Artist: Eliza Brown
Material: Acrylic painting on MDF (from the scrap bin)
Price: £400 as a set or £150 individually
About the artwork: These three paintings, grouped together under the title ‘Scrap Wood and Other Ailments’ celebrate three trees, known to the artist, that display a nuanced relationship between the natural world and humanity.
Individually distinguished on top of the unnaturally green ground, with a deliberate care to accurately capture the twists and turns of their very complex branches and bark textures, these trees have been made important, unique bodies within a world that celebrates instead an overgeneralised and impersonal ‘green and pleasant land’. They each feature an element that implies humanness:
The left tree features a burl, a round and enclosed growth of wood that signifies that the tree has dealt with and overcome an unknown ‘stress’ in its life. A burl is prized wood due to its unique grain formation. Would we celebrate our own stress this way? Are we, humanity, and our effect on the changing environment, the cause of this stress?
The middle tree, which stands behind my house, tilts harshly towards the left and is spray painted with a yellow dot. This tree is marked by humanity, and this subtle branding implies its fate. Is it destined for death due to its happenstance ‘obstruction’ of humanity’s footpath and potential impact should it fall on our garden? Have we thus been unknowingly responsible for the downfall of this being?

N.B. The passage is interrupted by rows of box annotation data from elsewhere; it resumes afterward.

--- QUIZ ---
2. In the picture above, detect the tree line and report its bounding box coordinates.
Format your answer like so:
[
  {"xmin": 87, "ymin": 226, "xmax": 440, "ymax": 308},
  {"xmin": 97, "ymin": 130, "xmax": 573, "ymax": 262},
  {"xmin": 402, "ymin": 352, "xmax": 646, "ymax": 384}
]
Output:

The third bears the rather grotesque surgical markings of a tree about to be amputated. A white line as the cut point, a vivid salmon ‘X’ on the targeted limb. Is this for the good of the tree or for the safety of humans around? Why have we thus decided that we know what is best for this tree? Does it know what is coming?
All three stand silent and leave our questions unanswered. They need not be human to be respected, yet they do not have a say in the impact of humanity upon them. Despite all of this, they grow on. They stand, stoic individuals and symbols of the perseverance, beauty, individuality and joy of nature.